• L'interview du commandant du Concordia choque l'Italie (lire l'article d'origine)


    Francesco Schettino a reçu la somme de 57.000 euros pour un entretien exclusif sur la chaîne italienne Canale 5.

    Alors que les victimes se sont retrouvées vendredi sur l'île du Giglio en Toscane, six mois après le naufrage du Concordia , le commandant du navire, Francesco Schettino, vient de conclure les termes d'une interview exclusive avec une chaîne italienne Canale 5. La tractation, sur laquelle des rumeurs circulaient depuis quelques jours, a finalement été «conclue à 57.000 euros», a confié au Figaro un journaliste de la chaîne appartenant au groupe de Berlusconi.

     

    "26 mn d'interview pour 57 000 euros

    La chaine italienne canale 5 a reçu l'ex commandant du Costa Concordia

    «Cela choque beaucoup de personnes en Italie, y compris les journalistes», a-t-il commenté.
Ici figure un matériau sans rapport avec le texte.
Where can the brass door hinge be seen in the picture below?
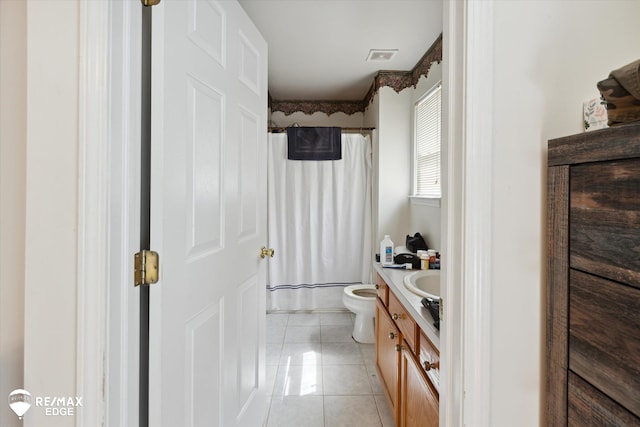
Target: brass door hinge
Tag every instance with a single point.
(145, 268)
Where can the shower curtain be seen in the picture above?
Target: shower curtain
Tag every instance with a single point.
(319, 215)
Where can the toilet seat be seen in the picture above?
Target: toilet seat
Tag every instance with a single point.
(362, 292)
(361, 300)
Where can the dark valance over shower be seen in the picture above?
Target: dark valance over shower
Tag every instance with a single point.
(314, 143)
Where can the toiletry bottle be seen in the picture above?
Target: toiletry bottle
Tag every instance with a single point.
(424, 260)
(386, 251)
(432, 259)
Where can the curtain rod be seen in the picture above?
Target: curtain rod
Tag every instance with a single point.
(362, 129)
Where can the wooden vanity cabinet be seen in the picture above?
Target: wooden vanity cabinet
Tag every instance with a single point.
(387, 342)
(419, 406)
(593, 284)
(399, 346)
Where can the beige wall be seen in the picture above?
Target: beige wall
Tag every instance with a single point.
(548, 58)
(12, 199)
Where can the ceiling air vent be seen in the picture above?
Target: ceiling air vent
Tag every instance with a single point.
(381, 54)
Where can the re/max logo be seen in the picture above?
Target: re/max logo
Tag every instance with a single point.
(58, 401)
    Les victimes en colère

    L'attitude de Francesco Schettino scandalise les victimes tant sur «le manque de décence» de cette marchandisation que sur son montant même qui s'avère bien supérieur aux indemnités qu'«on ne pourra jamais espérer», s'indigne Nicole, une rescapée qui a reçu 11.000 euros en guise de réparation de son préjudice.

    En outre, les propos du commandant, loin du mea culpa, choquent l'opinion. En revenant sur les faits, survenus dans la nuit du 13 janvier dernier, il revendique avoir évité le pire. «J'ai été guidé par une main divine, a-t-il déclaré à la presse transalpine. Mon flair et mon attention m'ont permis d'éviter un choc frontal avec le rocher. Et le fait d'avoir retardé l'ordre d'évacuation a été providentiel. Il aurait été très imprudent d'arrêter brusquement le navire. Il risquait de se retourner et le nombre des victimes aurait été bien supérieur.»

    «C'est vraiment révoltant, dit Brigitte Litzler, la mère de la jeune Mylène, morte dans le naufrage aux côtés de son fiancé Mickaël Blémand. Non seulement il n'est plus assigné à résidence mais il pérore et se fait de l'argent sur le dos des victimes. C'est une honte. Je ne comprends plus dans quel monde on vit.» Les parents de Mylène n'ont pas voulu se rendre vendredi au Giglio pour l'hommage aux victimes. «Ça ne rime à rien tant qu'on n'a pas retrouvé les autres», estime-t-elle en faisant référence aux deux corps encore introuvables. Le naufrage a fait 32 morts.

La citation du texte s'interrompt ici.